Eventually the search led to the little room off the long gallery where Henry kept his coin collection. Seton s
aw immediately that something was troubling him; he could spend hours poring over the collection which he’d begun when he was a boy, and which included a louis d’or of exceptional value to him because it had reputedly been given to a Chetwynd by Louis X111 himself. He resorted to examination of his precious collection in times of stress as other men might seek solace in drink, or women, and to find him there when he should have been at church reading the lesson was indeed an indication that something was deeply troubling him.
After the news was broken to him, he returned with Seton to the clearing where the body had been found, only to be told by Will Shefford that both body and gamekeeper had already been taken away by the police.
“The police!” growled Henry. “I suppose by that you mean Joe Simmonds? What the devil does he mean by taking away my gamekeeper?”
“Begging your pardon, Sir Henry, it were the Bridgnorth inspector as took him away.”
Seton intervened to say, “They’ll need to get the straight facts from him, and they could hardly keep him here.” He added, “I think it might go very badly for him. The woman seems to have been strangled, you know – and though he says he found her —”
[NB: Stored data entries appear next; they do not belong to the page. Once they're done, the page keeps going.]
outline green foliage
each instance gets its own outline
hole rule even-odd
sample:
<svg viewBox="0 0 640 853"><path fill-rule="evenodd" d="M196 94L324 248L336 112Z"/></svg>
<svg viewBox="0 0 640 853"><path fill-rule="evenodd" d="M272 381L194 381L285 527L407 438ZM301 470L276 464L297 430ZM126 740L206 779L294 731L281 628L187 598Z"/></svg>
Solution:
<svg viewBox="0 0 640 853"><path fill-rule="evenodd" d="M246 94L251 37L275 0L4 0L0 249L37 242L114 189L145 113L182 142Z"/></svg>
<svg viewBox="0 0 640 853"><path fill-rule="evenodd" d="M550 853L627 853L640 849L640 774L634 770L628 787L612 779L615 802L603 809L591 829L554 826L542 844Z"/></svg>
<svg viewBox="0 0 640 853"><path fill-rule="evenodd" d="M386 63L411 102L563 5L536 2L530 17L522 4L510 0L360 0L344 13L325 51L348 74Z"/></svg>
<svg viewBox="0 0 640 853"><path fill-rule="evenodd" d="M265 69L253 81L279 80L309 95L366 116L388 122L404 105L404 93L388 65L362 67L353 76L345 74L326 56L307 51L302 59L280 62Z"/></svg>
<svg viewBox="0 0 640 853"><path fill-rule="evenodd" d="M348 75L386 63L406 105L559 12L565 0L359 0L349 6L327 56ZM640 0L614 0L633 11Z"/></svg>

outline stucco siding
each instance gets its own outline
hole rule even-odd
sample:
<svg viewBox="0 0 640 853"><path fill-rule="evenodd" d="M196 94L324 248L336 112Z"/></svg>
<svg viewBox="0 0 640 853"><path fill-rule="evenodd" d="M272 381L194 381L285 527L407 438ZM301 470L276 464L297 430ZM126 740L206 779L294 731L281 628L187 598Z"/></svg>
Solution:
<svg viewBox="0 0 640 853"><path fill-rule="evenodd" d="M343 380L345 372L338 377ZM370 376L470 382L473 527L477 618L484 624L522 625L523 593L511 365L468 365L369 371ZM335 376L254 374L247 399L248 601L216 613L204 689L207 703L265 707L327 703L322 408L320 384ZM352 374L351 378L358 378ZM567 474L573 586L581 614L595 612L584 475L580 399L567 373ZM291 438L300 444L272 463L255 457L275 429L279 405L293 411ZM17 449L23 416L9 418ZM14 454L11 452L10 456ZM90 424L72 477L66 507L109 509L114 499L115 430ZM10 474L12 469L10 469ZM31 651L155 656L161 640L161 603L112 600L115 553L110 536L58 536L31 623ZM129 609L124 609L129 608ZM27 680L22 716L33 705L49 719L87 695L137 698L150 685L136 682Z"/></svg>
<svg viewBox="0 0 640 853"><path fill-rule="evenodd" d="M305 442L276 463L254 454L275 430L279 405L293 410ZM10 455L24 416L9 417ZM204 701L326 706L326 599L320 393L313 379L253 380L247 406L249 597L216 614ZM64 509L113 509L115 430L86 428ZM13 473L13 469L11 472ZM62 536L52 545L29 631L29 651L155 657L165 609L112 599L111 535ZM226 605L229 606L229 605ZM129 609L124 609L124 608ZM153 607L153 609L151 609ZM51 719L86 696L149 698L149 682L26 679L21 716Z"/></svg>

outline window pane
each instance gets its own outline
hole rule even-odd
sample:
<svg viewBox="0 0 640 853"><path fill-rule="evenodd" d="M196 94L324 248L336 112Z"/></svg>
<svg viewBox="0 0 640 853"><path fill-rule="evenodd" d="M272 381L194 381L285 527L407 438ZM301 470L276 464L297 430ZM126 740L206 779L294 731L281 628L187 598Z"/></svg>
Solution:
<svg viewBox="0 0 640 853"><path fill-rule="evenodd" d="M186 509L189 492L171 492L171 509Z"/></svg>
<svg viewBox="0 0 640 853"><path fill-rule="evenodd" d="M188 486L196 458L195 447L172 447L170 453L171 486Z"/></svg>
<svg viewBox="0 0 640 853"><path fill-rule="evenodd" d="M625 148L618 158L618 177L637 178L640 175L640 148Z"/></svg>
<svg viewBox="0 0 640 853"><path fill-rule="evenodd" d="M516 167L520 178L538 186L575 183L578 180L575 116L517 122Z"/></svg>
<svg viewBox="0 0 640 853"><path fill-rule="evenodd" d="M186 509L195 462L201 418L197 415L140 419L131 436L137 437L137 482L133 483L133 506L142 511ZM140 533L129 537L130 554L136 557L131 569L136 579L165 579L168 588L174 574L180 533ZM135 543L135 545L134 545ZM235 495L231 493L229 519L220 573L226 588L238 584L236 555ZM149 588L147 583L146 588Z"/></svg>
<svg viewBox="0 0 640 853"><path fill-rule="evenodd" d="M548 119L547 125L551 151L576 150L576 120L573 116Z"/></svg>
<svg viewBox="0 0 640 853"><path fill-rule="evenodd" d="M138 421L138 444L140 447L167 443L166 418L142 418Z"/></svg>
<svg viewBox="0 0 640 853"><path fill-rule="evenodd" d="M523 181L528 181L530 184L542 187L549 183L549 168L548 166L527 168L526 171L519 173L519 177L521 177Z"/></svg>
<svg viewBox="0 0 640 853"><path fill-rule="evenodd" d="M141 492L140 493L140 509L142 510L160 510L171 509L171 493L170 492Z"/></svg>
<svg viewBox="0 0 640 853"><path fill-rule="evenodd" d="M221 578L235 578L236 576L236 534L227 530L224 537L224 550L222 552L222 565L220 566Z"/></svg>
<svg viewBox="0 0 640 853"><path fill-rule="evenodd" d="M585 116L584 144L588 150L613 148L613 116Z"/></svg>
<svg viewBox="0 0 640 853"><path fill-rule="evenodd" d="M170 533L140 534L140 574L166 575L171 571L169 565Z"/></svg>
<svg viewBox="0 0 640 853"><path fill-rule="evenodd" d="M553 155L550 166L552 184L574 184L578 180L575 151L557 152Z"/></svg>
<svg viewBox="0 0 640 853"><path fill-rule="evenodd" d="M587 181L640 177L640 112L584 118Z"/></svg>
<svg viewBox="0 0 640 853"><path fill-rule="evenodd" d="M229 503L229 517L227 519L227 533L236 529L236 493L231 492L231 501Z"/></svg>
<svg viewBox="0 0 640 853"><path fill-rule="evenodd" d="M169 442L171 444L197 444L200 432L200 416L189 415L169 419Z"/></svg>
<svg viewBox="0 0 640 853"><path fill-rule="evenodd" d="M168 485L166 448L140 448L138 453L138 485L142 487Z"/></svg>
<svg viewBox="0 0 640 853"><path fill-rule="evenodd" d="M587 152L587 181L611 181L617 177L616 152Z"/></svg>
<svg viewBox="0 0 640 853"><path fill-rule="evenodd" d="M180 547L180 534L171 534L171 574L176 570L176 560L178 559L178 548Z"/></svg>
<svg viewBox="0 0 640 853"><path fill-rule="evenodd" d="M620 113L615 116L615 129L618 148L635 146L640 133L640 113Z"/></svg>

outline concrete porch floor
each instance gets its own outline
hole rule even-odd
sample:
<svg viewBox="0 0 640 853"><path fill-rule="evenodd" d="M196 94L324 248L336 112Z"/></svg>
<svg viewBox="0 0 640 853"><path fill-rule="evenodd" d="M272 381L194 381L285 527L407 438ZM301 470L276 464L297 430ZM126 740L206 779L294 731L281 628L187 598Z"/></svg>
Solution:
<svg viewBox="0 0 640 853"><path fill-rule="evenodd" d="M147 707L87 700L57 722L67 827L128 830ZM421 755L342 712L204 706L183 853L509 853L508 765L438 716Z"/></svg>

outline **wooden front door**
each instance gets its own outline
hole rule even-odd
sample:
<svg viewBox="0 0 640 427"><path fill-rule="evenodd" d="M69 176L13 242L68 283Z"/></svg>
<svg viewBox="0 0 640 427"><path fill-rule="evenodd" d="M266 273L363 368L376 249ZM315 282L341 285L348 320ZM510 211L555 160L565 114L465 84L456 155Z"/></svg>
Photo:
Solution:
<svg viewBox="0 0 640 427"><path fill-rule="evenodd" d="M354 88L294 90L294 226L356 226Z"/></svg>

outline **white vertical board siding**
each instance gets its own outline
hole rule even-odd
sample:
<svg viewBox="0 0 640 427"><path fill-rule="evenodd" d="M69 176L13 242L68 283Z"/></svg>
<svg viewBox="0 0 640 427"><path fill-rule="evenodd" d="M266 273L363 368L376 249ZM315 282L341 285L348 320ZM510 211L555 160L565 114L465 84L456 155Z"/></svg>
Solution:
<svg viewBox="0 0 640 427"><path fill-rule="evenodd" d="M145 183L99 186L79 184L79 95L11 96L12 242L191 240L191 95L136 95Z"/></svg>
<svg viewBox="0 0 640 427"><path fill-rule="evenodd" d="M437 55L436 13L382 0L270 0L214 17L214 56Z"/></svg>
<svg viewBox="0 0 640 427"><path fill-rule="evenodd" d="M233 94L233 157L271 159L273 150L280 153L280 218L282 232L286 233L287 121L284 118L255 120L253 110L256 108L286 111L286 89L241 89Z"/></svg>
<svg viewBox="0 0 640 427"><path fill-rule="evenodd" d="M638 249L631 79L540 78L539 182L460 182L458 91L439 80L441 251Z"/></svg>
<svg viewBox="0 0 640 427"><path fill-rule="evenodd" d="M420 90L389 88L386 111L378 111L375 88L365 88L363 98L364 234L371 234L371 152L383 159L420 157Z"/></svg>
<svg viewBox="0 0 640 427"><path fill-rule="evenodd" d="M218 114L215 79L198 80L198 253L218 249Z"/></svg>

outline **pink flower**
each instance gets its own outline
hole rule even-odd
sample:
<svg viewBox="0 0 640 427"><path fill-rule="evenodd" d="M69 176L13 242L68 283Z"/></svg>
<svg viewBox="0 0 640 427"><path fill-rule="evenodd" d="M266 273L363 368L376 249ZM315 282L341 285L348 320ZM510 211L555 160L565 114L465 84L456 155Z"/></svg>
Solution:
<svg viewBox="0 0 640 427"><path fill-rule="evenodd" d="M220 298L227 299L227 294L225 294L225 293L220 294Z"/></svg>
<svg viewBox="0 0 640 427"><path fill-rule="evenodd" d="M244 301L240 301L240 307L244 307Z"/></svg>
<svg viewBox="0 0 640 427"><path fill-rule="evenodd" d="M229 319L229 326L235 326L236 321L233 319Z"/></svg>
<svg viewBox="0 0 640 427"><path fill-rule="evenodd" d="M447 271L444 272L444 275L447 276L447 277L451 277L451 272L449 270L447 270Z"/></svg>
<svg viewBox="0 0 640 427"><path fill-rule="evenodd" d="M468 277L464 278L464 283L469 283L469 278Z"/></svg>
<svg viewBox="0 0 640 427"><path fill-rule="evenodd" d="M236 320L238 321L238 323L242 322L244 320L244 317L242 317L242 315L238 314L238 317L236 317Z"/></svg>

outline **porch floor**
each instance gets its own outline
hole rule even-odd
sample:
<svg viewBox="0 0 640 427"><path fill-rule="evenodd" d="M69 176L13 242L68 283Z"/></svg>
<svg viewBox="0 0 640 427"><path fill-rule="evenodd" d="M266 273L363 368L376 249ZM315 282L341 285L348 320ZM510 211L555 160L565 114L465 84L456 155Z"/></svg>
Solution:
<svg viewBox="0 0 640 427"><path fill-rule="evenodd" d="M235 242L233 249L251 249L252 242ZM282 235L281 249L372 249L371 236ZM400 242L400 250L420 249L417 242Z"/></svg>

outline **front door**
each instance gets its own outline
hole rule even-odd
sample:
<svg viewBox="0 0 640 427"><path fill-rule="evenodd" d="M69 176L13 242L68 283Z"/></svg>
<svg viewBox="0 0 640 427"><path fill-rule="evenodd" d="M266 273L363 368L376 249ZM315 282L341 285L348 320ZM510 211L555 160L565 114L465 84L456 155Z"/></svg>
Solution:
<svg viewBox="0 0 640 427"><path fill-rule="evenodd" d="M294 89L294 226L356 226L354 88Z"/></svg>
“If Jordan says that, he’s telling no more than the truth. Whatever his faults, he’s no liar.”
Shefford nodded. “That’s right. Never knowed Tom Jordan tell a lie.”
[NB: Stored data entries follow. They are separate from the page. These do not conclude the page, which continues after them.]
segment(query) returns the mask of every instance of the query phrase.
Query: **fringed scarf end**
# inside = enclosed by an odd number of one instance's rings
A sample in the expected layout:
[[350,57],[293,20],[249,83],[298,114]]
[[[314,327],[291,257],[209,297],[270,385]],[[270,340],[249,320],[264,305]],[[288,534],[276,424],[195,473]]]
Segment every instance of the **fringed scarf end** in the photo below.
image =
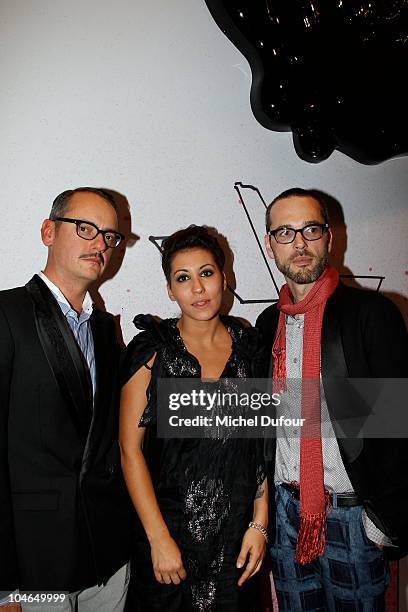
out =
[[326,512],[300,517],[295,562],[300,565],[310,563],[322,555],[325,544]]

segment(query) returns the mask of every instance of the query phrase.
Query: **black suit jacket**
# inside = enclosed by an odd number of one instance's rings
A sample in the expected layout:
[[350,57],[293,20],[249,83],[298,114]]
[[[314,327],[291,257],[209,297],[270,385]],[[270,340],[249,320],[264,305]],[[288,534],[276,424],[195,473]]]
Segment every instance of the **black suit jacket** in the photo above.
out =
[[[272,356],[278,310],[269,306],[258,317]],[[269,364],[269,374],[272,360]],[[321,374],[330,418],[338,424],[350,416],[364,421],[370,406],[347,385],[349,378],[408,378],[408,336],[399,310],[383,295],[340,283],[327,301],[322,326]],[[406,398],[401,398],[406,404]],[[344,432],[343,432],[344,433]],[[344,467],[369,518],[399,556],[408,552],[408,441],[337,436]],[[266,447],[273,482],[275,440]]]
[[74,591],[130,557],[117,443],[120,349],[94,310],[96,394],[38,276],[0,292],[0,588]]

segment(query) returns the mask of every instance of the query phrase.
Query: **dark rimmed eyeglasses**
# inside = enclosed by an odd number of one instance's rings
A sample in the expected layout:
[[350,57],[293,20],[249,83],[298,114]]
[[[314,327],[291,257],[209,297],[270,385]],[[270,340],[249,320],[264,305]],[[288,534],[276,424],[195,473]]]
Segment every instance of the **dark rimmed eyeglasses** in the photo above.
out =
[[110,249],[115,249],[125,239],[124,235],[114,230],[101,230],[90,221],[82,221],[81,219],[69,219],[68,217],[55,217],[51,221],[64,221],[65,223],[75,223],[76,233],[84,240],[93,240],[102,234],[105,244]]
[[302,238],[308,241],[319,240],[324,232],[329,229],[328,223],[311,223],[300,229],[293,227],[278,227],[275,230],[269,230],[268,236],[273,236],[279,244],[290,244],[296,238],[296,234],[302,234]]

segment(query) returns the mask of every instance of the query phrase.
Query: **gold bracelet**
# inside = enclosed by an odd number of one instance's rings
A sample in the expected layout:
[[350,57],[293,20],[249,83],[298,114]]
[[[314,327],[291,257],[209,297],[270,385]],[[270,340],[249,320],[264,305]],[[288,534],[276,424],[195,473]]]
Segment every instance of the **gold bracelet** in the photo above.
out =
[[253,527],[253,529],[257,529],[258,531],[260,531],[263,535],[263,537],[266,540],[266,543],[268,543],[268,532],[265,529],[265,527],[263,525],[261,525],[261,523],[254,523],[253,521],[251,521],[248,525],[248,527]]

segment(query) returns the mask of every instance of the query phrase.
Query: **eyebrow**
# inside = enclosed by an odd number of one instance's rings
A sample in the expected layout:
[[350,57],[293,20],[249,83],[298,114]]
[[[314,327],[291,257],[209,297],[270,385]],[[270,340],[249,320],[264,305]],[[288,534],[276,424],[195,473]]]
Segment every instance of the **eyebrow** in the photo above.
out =
[[[205,263],[202,266],[199,267],[199,270],[202,270],[203,268],[205,268],[206,266],[211,266],[211,267],[215,267],[214,264],[212,263]],[[189,270],[187,268],[179,268],[178,270],[174,270],[173,274],[177,274],[177,272],[189,272]]]
[[112,232],[114,234],[119,233],[119,230],[115,230],[112,228],[102,229],[101,227],[99,227],[99,225],[96,225],[94,221],[88,221],[88,219],[77,219],[76,217],[65,217],[65,218],[72,219],[73,221],[80,221],[81,223],[89,223],[89,225],[93,225],[94,227],[96,227],[96,229],[100,230],[101,232]]
[[308,225],[325,225],[324,221],[317,221],[316,219],[310,219],[310,221],[304,221],[301,227],[293,227],[293,225],[291,223],[285,223],[283,225],[279,225],[278,227],[275,228],[275,230],[280,230],[280,229],[303,229],[304,227],[307,227]]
Seton also was inclined to be of the same opinion, but he thought any man might be a liar if he found himself faced with a murder charge. He kept his counsel, however. Sir Henry had been in a strange mood for the past week, and he seemed very shocked at what had happened – though possibly, Seton felt, more at the impropriety of such an event occurring on his land than of a woman having cruelly died there. But then, such a woman could be nothing to him, after all, a stranger with whom he had never had any contact.